One of my favorite teachers, Rebbe Nachman, says “The world is a narrow bridge — the essence is not to fear.” Sometimes, though, the fear reminds you that the bridge is wide enough to cross.

Home Away

For me, there are five distinct stages involved in the building of our backyard sukkah:

Denial: “Is it Sukkot again already?”
Rage: “Where did I put the $#@! zip-screws?”
Bargaining: “Please don’t make me go to the hardware store again…”
Sadness: “I don’t think this is going to last the week…”
Acceptance: “It’s beautiful!”

Me & our summer cottage
I am a humble Jew (as a blogged statement, this may be self-contradictory), so our backyard sukkah is likewise humble:

  • One 4×6-foot Persian rug
  • Eight cinder blocks
  • Four 2×2-inch posts, six feet in length, with two small L-brackets on one side (six inches from on end and 18 inches from the other)
  • Three 6-1/2′ 1×2″ slats
  • Four 4-1/2′ 1×2″ slats
  • One 7′ aluminum javelin
  • One 12×24′ camo (“mossy bark”) tarpaulin
  • Two dozen 6′ slats (1x.25″)
  • One maroon king-sized bedsheet, pole-stitched on one long side
  • Power drill, zipscrews, cable ties

First, I stretch out the rug (making sure it’s under only bare sky) and stack pairs of cinderblocks in each corner.
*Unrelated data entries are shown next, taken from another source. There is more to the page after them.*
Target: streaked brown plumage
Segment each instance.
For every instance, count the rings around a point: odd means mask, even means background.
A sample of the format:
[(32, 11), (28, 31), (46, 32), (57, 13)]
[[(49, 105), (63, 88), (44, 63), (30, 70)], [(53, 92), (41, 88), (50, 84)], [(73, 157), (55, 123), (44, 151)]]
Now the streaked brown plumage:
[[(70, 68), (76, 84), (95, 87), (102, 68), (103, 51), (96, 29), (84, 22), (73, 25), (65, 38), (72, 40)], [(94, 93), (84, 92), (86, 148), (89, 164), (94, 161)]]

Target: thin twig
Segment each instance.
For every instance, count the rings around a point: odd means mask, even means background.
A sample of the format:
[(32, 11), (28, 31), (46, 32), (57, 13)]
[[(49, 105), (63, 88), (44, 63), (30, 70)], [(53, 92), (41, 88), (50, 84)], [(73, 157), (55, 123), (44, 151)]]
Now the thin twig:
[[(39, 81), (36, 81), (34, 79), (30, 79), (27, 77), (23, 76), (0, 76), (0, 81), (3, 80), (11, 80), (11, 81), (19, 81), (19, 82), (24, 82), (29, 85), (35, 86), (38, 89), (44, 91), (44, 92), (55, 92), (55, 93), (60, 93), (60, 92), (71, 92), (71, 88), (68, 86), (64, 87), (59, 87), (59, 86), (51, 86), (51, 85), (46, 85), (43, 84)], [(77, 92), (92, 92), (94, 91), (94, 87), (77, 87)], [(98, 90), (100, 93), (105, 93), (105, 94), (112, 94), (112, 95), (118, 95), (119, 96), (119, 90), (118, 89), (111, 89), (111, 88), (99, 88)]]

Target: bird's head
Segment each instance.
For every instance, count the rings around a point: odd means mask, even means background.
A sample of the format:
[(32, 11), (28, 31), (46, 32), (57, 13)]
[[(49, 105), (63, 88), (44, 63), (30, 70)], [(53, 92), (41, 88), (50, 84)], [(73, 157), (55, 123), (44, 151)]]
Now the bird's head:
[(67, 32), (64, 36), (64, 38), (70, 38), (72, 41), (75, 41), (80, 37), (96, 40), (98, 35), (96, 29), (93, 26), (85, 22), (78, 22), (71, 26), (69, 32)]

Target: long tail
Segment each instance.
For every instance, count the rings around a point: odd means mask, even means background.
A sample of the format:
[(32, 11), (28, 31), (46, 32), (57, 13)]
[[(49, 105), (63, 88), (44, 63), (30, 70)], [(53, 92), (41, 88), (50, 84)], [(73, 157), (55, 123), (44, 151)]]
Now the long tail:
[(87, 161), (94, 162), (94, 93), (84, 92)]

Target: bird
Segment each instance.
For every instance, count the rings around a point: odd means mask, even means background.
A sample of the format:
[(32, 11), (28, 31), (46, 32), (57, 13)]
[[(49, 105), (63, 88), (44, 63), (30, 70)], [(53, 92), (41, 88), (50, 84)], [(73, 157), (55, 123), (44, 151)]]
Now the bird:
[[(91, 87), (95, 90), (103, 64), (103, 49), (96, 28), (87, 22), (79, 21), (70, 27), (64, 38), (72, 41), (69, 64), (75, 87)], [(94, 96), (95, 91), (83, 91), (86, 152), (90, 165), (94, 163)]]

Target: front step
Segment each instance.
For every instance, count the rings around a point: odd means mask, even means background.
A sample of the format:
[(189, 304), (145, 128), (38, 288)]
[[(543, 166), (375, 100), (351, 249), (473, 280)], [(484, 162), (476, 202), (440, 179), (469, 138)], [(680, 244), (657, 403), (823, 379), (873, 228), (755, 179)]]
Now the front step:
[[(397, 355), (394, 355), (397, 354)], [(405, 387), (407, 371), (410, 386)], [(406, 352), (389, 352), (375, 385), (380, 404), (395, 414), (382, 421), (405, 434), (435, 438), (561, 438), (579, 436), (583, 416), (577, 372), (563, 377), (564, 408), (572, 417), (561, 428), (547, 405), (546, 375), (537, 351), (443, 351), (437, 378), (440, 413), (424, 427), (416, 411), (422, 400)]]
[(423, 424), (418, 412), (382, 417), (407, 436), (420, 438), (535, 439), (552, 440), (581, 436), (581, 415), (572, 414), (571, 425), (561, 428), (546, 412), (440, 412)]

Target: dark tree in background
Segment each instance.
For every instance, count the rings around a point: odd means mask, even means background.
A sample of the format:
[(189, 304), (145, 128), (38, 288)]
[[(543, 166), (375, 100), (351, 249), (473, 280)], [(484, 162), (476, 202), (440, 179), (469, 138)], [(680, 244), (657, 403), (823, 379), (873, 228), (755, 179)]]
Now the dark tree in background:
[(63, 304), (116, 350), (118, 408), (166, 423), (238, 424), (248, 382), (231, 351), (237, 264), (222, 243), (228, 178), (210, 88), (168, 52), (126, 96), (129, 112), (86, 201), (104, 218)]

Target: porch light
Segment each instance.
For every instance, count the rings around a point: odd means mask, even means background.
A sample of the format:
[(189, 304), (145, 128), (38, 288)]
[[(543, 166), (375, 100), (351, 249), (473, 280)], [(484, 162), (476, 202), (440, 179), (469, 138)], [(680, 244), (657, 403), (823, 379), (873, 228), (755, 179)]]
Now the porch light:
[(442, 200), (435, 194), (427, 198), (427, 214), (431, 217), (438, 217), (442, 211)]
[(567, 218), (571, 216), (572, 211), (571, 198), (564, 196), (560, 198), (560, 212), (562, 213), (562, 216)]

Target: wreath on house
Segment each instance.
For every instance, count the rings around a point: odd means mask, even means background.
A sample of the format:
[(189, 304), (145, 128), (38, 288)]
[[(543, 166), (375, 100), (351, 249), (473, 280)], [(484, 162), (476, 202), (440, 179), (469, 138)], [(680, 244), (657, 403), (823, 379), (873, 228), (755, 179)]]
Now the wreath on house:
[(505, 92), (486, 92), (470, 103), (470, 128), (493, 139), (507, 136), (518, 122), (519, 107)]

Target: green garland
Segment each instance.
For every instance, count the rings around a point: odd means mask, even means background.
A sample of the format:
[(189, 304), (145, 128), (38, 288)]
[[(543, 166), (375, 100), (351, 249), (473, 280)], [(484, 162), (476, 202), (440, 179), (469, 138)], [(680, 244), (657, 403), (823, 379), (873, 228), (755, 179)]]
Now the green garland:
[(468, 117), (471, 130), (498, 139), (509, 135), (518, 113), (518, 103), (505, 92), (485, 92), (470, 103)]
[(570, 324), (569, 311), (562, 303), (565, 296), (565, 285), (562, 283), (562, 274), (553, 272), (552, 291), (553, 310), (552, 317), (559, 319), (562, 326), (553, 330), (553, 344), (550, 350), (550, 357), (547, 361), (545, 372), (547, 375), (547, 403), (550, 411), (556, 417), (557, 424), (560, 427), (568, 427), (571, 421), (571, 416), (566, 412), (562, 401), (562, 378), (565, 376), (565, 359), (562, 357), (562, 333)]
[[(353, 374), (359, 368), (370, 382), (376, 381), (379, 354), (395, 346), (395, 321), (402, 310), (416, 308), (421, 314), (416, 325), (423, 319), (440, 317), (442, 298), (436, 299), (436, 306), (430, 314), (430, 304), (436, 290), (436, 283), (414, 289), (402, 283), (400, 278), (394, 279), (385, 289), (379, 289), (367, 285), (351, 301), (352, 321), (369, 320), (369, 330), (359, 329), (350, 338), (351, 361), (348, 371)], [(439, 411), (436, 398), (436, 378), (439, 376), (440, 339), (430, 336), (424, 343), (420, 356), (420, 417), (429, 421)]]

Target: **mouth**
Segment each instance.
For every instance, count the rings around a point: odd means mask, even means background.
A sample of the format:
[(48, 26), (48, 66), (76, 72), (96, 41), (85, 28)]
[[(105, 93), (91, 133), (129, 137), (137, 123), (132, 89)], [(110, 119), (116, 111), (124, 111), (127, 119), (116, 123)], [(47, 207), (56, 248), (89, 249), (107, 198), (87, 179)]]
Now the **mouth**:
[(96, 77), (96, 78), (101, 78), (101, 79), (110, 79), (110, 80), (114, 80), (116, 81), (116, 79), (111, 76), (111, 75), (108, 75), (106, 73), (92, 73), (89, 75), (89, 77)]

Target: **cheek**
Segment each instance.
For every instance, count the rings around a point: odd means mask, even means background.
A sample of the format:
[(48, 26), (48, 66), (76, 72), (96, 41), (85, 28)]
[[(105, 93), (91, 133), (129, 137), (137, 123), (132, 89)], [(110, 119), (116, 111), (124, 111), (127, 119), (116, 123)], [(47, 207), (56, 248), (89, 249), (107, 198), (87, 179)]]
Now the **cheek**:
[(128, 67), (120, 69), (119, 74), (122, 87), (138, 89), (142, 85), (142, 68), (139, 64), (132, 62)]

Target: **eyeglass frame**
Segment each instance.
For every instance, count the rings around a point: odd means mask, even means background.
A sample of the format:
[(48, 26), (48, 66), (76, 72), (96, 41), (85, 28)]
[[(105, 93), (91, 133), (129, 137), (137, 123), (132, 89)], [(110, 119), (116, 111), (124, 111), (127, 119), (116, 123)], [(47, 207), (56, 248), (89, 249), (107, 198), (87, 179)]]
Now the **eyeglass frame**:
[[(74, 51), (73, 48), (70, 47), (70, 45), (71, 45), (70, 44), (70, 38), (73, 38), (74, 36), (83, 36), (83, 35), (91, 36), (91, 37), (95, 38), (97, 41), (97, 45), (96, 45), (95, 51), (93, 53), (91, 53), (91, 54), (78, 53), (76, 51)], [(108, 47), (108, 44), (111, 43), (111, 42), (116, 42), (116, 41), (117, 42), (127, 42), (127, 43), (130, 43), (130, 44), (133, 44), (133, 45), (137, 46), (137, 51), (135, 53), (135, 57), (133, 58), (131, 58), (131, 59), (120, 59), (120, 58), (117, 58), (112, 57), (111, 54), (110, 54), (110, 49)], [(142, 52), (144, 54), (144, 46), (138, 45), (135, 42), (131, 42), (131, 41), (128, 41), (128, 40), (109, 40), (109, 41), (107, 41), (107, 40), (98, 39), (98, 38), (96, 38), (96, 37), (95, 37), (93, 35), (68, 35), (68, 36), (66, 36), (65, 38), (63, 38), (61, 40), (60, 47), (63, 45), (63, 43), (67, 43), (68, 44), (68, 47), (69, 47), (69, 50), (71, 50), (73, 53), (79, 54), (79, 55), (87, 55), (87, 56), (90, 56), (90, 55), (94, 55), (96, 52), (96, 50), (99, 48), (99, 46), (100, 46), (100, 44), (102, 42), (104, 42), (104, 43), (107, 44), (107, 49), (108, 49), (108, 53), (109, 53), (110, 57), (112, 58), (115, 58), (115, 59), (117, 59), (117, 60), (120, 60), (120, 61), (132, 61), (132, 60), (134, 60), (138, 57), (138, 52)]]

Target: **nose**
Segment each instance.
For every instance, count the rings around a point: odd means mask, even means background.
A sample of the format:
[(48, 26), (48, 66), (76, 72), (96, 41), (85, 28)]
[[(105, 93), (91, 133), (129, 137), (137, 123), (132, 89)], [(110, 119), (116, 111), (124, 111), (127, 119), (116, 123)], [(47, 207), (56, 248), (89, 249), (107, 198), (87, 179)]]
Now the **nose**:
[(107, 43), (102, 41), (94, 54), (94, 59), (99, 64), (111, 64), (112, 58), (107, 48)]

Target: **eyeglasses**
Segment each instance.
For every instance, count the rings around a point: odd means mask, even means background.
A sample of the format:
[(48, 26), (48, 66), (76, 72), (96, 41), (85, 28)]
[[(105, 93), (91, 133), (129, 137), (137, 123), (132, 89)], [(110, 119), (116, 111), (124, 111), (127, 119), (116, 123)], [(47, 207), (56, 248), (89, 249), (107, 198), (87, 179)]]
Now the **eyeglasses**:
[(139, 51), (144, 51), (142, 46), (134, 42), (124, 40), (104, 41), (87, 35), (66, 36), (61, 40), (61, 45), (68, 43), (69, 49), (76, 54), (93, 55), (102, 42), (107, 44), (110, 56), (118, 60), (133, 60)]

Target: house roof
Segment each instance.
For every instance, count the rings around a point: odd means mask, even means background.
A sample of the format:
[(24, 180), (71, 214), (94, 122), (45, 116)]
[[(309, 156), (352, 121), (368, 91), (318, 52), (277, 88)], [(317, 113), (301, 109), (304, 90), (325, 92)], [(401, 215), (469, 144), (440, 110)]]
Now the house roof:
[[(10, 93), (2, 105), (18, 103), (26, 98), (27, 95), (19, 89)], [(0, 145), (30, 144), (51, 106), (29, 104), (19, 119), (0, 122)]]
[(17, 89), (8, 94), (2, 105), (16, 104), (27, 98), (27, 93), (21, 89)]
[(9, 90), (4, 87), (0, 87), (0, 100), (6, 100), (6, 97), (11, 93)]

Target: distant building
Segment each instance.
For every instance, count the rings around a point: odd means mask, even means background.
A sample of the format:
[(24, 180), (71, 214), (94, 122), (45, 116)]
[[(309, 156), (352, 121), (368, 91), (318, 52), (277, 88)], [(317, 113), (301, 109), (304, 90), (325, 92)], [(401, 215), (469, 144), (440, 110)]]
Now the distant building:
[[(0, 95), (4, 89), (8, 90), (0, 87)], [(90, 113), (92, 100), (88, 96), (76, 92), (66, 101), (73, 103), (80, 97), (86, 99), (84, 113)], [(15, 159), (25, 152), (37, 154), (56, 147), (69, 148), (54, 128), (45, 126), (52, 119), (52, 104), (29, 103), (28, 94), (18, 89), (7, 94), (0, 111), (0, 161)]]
Then I zipscrew two of the 6-1/2′ slats to two of the 2×2″ posts atop the L-brackets, inserting the latter into the cinder blocks (for the back wall frame); the remaining 6-1/2′ slat joins the other two posts, which go into the remaining cinderblock pairs (for the front wall/door frame). Two 4-1/2′ slats are then zipscrewed into place for each sidewall frames. I carefully slide the bedsheet onto the javelin, cable-tying the latter to the front-wall slat; the sheet’s bottom-right corner is then cable-tied to the frame.

Next, I unroll the tarp (which lives under our bed the rest of the year) and fold it sandwich-wise over the frames, securing the tarp’s grommets to each other along the bottom and sides) with cable-ties. Two dozen slats criss-cross the top, supporting whatever garden greenery I can scrounge (usually ivy, but this year some sort of weird ferny plant which sprouted over the summer). Two patio chairs go inside along with a TV-table (for meals and studying), et voila!

And this was how I spent yesterday afternoon. In many ways, Sukkot is my favorite holiday — I like its emphasis on life’s fragility; that it gets me outside to pray; the way the stars look through the sukkah roof; and the way the sukkah looks with my roommate inside it. There is nothing quite like building your own sukkah — just like there’s no one else like the one who builds it.